Approaches to segregating tables and indexes
There are several layers of logical and
physical segregation for tables and indexes, each with it's own features,
advantages and disadvantages:
- Move tables and indexes onto
separate disks on separate datafiles.
- Move tables and indexes into
their own datafiles, but put them on the same physical disk.
- Partition the indexes and tables,
mapping the tables onto separate tablespaces based on a key or hash value.

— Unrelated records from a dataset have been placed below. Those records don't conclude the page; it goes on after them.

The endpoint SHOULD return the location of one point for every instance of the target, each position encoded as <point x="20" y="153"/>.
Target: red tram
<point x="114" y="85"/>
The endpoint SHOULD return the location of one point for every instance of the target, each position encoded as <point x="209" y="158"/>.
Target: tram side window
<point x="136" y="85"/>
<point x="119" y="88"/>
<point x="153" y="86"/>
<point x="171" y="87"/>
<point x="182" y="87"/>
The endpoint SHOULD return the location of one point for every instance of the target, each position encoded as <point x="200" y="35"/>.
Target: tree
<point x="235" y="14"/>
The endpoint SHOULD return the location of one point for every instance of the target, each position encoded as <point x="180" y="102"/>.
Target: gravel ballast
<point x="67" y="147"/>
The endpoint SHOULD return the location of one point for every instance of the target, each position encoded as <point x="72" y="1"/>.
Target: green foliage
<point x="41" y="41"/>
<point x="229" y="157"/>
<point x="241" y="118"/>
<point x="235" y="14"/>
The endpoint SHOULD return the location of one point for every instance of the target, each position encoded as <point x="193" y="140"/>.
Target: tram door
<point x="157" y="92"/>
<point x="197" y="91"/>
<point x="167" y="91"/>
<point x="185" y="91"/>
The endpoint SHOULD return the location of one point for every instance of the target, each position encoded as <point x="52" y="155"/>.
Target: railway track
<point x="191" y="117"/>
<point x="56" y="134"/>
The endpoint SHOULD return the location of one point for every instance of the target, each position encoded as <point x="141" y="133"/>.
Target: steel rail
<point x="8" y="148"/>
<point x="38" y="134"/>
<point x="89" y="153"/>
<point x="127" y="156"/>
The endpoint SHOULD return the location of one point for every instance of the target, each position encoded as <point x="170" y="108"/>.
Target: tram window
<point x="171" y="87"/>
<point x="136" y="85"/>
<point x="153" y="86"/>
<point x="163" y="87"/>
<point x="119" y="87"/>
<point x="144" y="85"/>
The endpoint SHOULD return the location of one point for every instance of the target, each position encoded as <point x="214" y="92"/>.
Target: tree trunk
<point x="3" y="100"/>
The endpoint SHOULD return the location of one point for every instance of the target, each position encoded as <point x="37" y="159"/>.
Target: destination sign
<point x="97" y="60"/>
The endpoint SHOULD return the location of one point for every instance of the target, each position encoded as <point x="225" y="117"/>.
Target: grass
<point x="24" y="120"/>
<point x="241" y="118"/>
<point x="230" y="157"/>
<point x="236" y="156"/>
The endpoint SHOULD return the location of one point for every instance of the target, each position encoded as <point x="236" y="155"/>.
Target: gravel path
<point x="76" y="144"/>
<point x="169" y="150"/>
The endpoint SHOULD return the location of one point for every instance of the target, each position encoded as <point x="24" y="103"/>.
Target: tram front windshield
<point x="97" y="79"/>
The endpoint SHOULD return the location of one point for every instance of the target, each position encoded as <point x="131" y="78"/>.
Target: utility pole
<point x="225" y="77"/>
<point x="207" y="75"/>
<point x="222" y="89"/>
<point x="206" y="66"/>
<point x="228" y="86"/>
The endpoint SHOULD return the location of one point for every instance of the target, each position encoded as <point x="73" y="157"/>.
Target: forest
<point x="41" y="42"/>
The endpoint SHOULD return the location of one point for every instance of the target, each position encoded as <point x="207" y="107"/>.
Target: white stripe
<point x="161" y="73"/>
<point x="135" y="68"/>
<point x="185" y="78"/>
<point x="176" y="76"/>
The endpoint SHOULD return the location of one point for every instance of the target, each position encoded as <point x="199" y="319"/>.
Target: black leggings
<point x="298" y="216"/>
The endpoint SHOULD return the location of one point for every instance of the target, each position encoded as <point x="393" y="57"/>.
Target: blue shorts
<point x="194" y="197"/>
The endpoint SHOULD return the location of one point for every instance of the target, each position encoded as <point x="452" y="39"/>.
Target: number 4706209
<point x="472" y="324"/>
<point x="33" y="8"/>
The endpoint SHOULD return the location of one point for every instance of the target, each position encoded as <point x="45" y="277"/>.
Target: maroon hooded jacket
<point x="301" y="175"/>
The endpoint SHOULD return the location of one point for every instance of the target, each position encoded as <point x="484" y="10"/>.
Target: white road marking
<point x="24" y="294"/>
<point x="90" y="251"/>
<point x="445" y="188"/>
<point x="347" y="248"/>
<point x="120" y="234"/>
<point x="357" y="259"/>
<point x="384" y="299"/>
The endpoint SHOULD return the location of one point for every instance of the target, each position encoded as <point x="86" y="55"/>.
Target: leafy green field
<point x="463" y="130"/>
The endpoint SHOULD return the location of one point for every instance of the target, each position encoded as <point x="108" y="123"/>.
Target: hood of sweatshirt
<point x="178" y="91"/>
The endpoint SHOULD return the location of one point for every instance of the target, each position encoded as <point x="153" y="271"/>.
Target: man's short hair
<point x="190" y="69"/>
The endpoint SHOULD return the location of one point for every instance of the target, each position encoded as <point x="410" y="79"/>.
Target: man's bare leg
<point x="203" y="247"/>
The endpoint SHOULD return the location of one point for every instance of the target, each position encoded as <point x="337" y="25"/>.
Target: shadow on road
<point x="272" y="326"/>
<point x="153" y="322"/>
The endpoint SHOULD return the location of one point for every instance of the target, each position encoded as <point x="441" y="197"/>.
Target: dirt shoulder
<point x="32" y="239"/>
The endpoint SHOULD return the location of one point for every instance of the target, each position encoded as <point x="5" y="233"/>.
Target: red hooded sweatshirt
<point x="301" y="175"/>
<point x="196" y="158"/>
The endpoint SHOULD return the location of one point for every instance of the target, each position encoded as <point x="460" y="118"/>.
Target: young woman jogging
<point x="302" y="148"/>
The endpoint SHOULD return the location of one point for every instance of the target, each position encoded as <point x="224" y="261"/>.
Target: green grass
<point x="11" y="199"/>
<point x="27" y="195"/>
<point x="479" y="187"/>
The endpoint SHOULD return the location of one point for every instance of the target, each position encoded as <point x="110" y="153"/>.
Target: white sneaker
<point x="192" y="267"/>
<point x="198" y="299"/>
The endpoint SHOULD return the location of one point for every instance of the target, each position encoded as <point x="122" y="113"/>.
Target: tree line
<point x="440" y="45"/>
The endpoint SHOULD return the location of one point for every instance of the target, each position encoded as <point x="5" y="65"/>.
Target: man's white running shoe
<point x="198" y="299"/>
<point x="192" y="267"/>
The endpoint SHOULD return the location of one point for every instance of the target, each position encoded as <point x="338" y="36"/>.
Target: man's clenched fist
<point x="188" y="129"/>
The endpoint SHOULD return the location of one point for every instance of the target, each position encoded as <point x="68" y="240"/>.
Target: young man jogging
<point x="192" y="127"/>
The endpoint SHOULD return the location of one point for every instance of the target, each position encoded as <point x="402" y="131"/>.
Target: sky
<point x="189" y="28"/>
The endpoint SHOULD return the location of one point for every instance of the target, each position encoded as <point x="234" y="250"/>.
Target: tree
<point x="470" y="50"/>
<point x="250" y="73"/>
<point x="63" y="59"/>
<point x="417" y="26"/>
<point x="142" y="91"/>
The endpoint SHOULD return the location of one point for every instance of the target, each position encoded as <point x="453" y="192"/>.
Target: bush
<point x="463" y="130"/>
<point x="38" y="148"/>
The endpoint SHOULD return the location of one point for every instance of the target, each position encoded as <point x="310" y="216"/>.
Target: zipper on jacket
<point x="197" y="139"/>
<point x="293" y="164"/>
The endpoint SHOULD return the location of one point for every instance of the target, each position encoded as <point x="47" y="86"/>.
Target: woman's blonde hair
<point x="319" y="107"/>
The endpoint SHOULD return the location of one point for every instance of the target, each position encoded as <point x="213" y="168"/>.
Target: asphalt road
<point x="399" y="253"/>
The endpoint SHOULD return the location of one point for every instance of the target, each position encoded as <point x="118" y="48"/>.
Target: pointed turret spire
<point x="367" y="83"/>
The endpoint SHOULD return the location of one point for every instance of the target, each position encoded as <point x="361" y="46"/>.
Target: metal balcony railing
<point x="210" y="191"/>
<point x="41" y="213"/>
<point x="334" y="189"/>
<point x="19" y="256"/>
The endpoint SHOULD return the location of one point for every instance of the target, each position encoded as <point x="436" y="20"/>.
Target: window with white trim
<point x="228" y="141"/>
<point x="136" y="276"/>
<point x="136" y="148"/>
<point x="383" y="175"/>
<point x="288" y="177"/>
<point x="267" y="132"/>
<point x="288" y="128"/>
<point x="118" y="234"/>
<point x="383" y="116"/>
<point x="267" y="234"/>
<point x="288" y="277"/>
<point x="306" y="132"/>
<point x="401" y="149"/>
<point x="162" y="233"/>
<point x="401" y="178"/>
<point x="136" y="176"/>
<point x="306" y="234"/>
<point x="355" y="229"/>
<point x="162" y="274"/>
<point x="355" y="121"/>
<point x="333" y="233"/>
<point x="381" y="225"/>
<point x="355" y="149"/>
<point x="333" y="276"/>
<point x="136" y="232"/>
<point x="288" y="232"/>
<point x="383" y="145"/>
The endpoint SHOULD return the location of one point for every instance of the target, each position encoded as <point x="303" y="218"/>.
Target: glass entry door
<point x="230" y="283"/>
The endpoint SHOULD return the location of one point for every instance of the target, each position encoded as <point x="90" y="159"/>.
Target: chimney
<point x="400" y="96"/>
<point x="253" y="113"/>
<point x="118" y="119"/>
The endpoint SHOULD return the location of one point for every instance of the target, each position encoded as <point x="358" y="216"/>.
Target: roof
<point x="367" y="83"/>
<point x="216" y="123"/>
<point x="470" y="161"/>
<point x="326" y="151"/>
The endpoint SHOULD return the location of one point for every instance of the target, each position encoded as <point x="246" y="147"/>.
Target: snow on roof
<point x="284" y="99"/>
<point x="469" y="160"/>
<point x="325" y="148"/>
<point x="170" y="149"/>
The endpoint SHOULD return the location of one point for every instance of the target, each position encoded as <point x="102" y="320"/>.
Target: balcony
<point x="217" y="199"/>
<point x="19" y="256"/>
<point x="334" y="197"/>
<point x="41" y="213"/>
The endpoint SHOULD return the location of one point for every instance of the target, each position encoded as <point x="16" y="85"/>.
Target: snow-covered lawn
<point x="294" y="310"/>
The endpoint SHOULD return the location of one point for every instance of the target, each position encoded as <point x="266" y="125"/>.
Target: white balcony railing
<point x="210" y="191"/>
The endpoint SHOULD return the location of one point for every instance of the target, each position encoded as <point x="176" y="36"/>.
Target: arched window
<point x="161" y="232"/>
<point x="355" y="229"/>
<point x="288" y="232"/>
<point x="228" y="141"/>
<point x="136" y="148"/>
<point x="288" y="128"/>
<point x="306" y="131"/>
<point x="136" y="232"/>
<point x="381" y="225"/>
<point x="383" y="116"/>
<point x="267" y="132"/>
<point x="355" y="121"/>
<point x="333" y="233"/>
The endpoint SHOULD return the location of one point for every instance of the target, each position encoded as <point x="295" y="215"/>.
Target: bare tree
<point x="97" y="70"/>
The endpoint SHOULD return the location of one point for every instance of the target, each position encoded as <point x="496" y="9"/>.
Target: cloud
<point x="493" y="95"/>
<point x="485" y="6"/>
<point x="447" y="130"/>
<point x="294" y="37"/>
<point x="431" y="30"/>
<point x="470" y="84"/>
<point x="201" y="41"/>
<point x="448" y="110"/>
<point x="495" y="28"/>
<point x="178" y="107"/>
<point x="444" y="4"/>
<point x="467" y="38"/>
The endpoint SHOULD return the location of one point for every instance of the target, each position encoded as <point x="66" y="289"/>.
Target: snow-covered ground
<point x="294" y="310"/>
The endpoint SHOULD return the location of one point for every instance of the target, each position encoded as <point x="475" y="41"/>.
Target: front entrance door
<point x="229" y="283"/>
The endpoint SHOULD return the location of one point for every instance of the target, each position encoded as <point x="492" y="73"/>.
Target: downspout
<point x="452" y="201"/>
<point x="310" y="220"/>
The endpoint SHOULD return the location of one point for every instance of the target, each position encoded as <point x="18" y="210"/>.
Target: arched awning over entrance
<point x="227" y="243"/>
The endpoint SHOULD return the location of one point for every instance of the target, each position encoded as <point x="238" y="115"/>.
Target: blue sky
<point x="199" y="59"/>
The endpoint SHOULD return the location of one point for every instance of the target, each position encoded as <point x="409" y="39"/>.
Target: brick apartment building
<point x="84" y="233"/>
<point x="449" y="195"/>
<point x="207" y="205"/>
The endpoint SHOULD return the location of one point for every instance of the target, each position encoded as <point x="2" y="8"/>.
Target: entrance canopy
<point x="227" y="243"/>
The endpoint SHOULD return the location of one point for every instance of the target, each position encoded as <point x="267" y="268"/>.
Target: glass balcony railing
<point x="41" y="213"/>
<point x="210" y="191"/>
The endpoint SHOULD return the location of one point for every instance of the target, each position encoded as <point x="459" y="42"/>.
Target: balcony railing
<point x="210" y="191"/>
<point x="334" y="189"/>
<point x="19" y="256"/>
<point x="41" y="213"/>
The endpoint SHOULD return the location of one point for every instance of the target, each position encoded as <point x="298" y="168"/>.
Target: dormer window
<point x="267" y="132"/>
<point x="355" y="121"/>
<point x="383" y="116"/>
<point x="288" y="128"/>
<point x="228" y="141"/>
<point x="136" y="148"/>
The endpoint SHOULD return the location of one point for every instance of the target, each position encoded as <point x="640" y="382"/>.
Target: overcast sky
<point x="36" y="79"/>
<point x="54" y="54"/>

The tablespaces, in-turn, are mapped to datafiles that reside on independent
disk spindles).
There are many compelling reasons
to separate Oracle tables and indexes onto separate disks:
- Easier DBA organization
- By separating tables and indexes onto separate tablespaces, it becomes
easier to spot "hot" objects and manager recovery. For example, if
you place all of your indexes on a separate disk, you don't have to
worry if the disk of backup becomes corrupt because you can rebuild the
indexes to restore the device.
- Better reporting - By
segregating related tables onto separate data files, it's easier to
track I/O at the data file and tablespace level. In a large
multi-disk database, the smart DBA will map all giant tables to their
own set of disks, so that the OS level disk I/O reports point to the
activity of a specific table or index.
- I/O balancing - Some
say that it's a myth that segregating tables and indexes onto separate
disks doe not help because Oracle never reads the index and table at the
same instance. For a single task, yes, but in a real-world
database with hundreds of concurrent tasks, you may see serious disk
enqueues, as the disk read-write heads slam around, trying to serve-up
data blocks from distant cylinders.
What about RAID, SAN and NAS?
This discussion is clouded
when we discuss RAID with Oracle. Oracle's default RAID (as
codified in 10g ASM) is called SAME (Stripe and Mirror Everywhere), more
commonly known as RAID10. The RAID 10 mirrors all disks and then
deals-out the data blocks across the disks, just like dealing-out deck
of cards. This truly randomized I/O and any hot disks would be
very rare. These RAID'ed disk sets behaves as if they were a
single disk, with I/O levels raising and filling in unison.
Some say that these days with
RAID and SANs where you don't really have control over where the
information is laid out, separation doesn't matter. Like Mladen Gogala
says
here:
'spreading the disk I/O is
not an issue. Majority of cases involves some kind of SAN solution,
which completely hides any underlying disk structure.
Your volumes consist of
striped and mirrored disk devices cached by the SAN box itself.
At the time when the DBA
sees data files, disk spindles are completely indiscernible.?
But what if the database is
not using a SAN or RAID and using old technology where they just have
regular disk drive running off Windows OS device drivers? Separation of
tables and indexes is obviously going to help.
And what about systems with
more than one CPU, those with SMP and parallel disk read requests? Would
it follow that one CPU can be requesting a look at an index while
another is looking for table data? With disk caches, the disk
controllers probably could handle these requests in almost simultaneous
fashion, eliminating disk latency caused by using a single disk.
Segregating objects in very large
databases
But even with 500 gig disks, a
large database may map to dozens of disks, and some DBA's create "RAID
Groups", raiding sets of disks together, such that they all respond to
uniformly to random I/O activity.
Also, remember that some RAID
levels (i.e. mirroring-only) allow for I/O segregation.